Sus ojos se posaron en mí con la delicadeza de un autopsia.

—¿O es que la señorita Fiscal necesitaba asesoría urgente sobre cómo relacionarse con seres humanos normales sin necesidad de un manual de procedimientos? Porque, amor —ahora me hablaba directamente, su sonrisa afilada como bisturí—, tengo un libro excelente sobre "Interacciones Sociales Básicas para Robots con Aspiraciones Humanas". Te lo puedo prestar. Aunque veo que ya encontraste tu propio... tutor.

Sentí cada palabra como un bisturí diseñado para disecar mi dignidad en público, para abrir cada inseguridad y dejarla expuesta bajo las luces del Tintero. Mi estómago se contrajo. El capuchino en mi sistema amenazó con regresar en una apelación orgánica.

El azúcar derramado sobre la mesa de repente se veía como evidencia de mi incompetencia básica como ser humano funcional.

Pero Diego...

Diego hizo algo inesperado.

Me miró.

No a ella. No a su séquito que había formado un semicírculo de testigos. No a las otras mesas que ahora nos observaban con el morbo de espectadores en un accidente de tráfico.

A .

Sus ojos color miel buscaron los míos como pidiendo permiso, como si mi opinión fuera la única que importara en ese momento, en esta cafetería, en este universo alternativo donde Angélica Ramos no era el centro gravitacional de toda interacción social.

Y luego, con una calma que parecía tallada en mármol, se volvió hacia ella.

—¿Sabes cuál es tu problema, Angélica? —su voz era tranquila, pero había acero bajo la seda, hierro bajo el terciopelo, una dureza que nunca le había escuchado en las pocas interacciones que había presenciado desde la distancia—. Que confundes crueldad con inteligencia. Piensas que destruir a otros te hace brillar más, cuando lo único que hace es revelar lo vacío de tu propia luz.

El silencio que cayó sobre El Tintero fue absoluto. Alguien en la mesa del fondo contuvo la respiración audiblemente.

—Roxana tiene algo que tú nunca entenderías —continuó, cada palabra deliberada, pesada como precedente legal—, aunque vivieras mil años y leyeras todos los libros de autoayuda del mundo: sustancia. Profundidad. La capacidad de ver más allá de las superficies brillantes hacia algo real. Y francamente, honestamente, sin necesidad de dramatismo adicional, prefiero una conversación sobre propiedad intelectual con alguien genuinamente brillante que otra sesión de tu teatro de superficialidad ensayada.

Angélica palideció bajo su base de maquillaje francesa de cuarenta dólares.
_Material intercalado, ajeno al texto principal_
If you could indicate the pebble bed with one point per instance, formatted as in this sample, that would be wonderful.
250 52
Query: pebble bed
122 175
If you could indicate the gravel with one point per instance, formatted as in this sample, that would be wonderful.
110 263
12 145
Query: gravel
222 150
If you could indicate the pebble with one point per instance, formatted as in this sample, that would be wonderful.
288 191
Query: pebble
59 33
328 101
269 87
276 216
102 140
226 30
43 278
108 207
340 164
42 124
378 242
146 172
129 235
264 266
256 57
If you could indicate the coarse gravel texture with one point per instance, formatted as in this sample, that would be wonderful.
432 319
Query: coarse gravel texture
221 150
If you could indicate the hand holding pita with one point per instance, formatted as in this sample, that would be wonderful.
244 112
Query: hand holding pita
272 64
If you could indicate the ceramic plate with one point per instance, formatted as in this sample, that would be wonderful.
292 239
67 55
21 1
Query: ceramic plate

Su palidez era visible incluso bajo las tres capas de corrector y polvo. Sus ojos —esos ojos que siempre había creído bellos de manera objetiva— se estrecharon hasta convertirse en rendijas peligrosas.

Por un momento, pensé que iba a abofetearlo. Sus dedos se tensaron alrededor del asa de su bolso Prada, los nudillos blanqueándose.

Pero entonces sus ojos se clavaron en mí, y la promesa que vi ahí era de una venganza bíblica, del tipo que aparece en el Antiguo Testamento cuando Dios está teniendo un día particularmente vengativo.